The synergy of data science (including big data and machine learning) and HPC yields many benefits for data-intensive applications in terms of more accurate predictive data analysis and better decision making. For instance, in the context of the HPDaSc (High Performance Data Science) project between Inria and Brazil, we have shown the importance of realtime analytics to make critical high-consequence decisions in HPC applications, e.g., preventing useless drilling based on a driller’s realtime data and realtime visualization of simulated data, or the effectiveness of ML to deal with scientific data, e.g., computing Probability Density Functions (PDFs) over simulated seismic data using Spark.
However, to realize the full potential of this synergy, ML models (or models for short) must be built, combined and ensembled, which can be very complex as there can be many models to select from. Furthermore, they should be shared and reused, in particular, in different execution environments such as HPC or Spark clusters.
To address this problem, we proposed Gypscie [Porto 2022, Zorrilla 2022], a new framework that supports the entire ML lifecycle and enables model reuse and import from other frameworks. The approach behind Gypscie is to combine several rich capabilities for model and data management, and model execution, which are typically provided by different tools, in a unique framework. Overall, Gypscie provides: a platform for supporting the complete model life-cycle, from model building to deployment, monitoring and policies enforcement; an environment for casual users to find ready-to-use models that best fit a particular prediction problem, an environment to optimize ML task scheduling and execution; an easy way for developers to benchmark their models against other competitive models and improve them; a central point of access to assess models’ compliance to policies and ethics and obtain and curate observational and predictive data; provenance information and model explainability. Finally, Gypscie interfaces with multiple execution environments to run ML tasks, e.g., an HPC system such as the Santos Dumont supercomputer at LNCC or a Spark cluster.

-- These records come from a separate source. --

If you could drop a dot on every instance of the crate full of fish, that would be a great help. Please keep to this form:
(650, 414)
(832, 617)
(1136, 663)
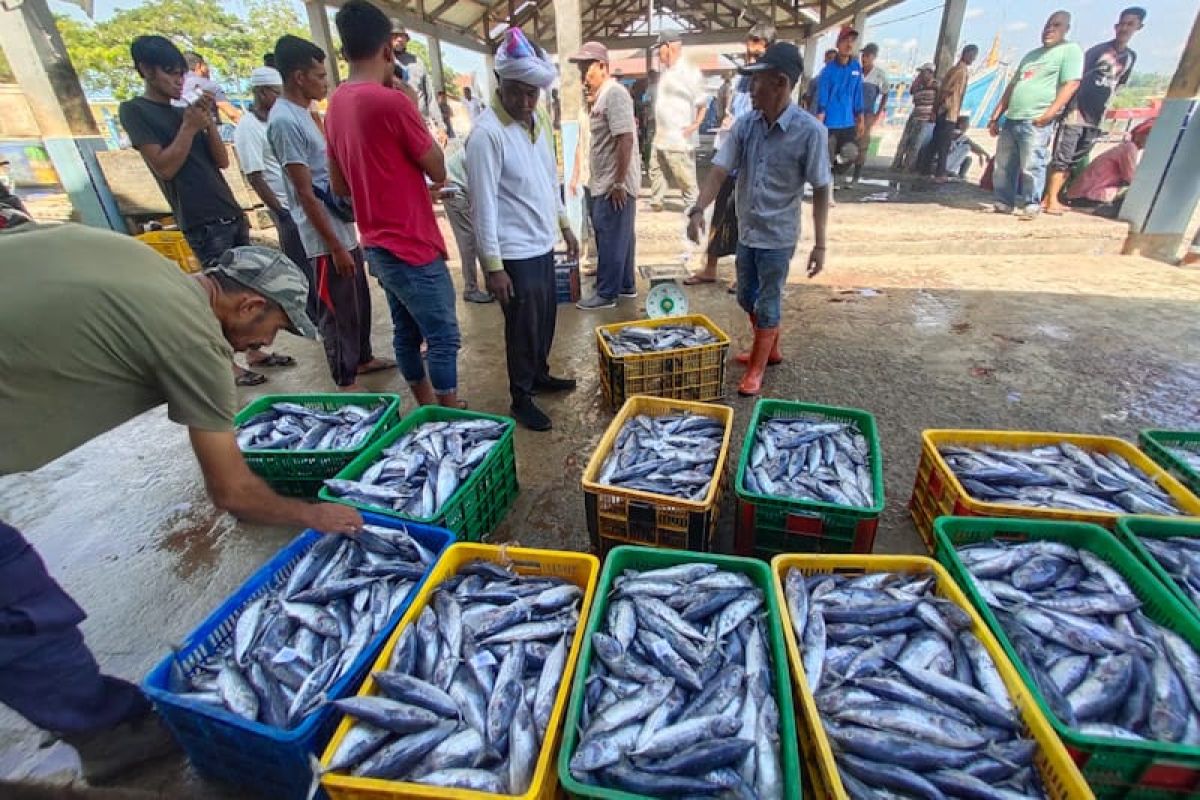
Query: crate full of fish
(1111, 657)
(658, 475)
(245, 693)
(295, 441)
(1177, 452)
(682, 358)
(443, 467)
(1066, 476)
(810, 479)
(682, 687)
(904, 690)
(468, 696)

Gypscie comes with SAVIME [Silva 2020], a multidimensional array in-memory database system for importing, storing and querying model (tensor) data. The SAVIME open-source system has been developed to support analytical queries over scientific data. Its offers an extremely efficient ingestion procedure, which practically eliminates the waiting time to analyze incoming data. It also supports dense and sparse arrays and non-integer dimension indexing. It offers a functional query language processed by a query optimiser that generates efficient query execution plans.
[Porto 2022] Fabio Porto, Patrick Valduriez: Data and Machine Learning Model Management with Gypscie. CARLA 2022 – Workshop on HPC and Data Sciences meet Scientific Computing, SCALAC, Sep 2022, Porto Alegre, Brazil. pp.1-2.
[Zorrilla 2022] Rocío Zorrilla, Eduardo Ogasawara, Patrick Valduriez, Fabio Porto: A Data-Driven Model Selection Approach to Spatio-Temporal Prediction. SBBD 2022 – Brazilian Symposium on Databases, SBBD, Sep 2022, Buzios, Brazil. pp.1-12.
[Silva 2020] A.C. Silva, H. Lourenço, D. Ramos, F. Porto, P. Valduriez. Savime: An Array DBMS for Simulation Analysis and Prediction. Journal of Information Data Management 11(3), 2020.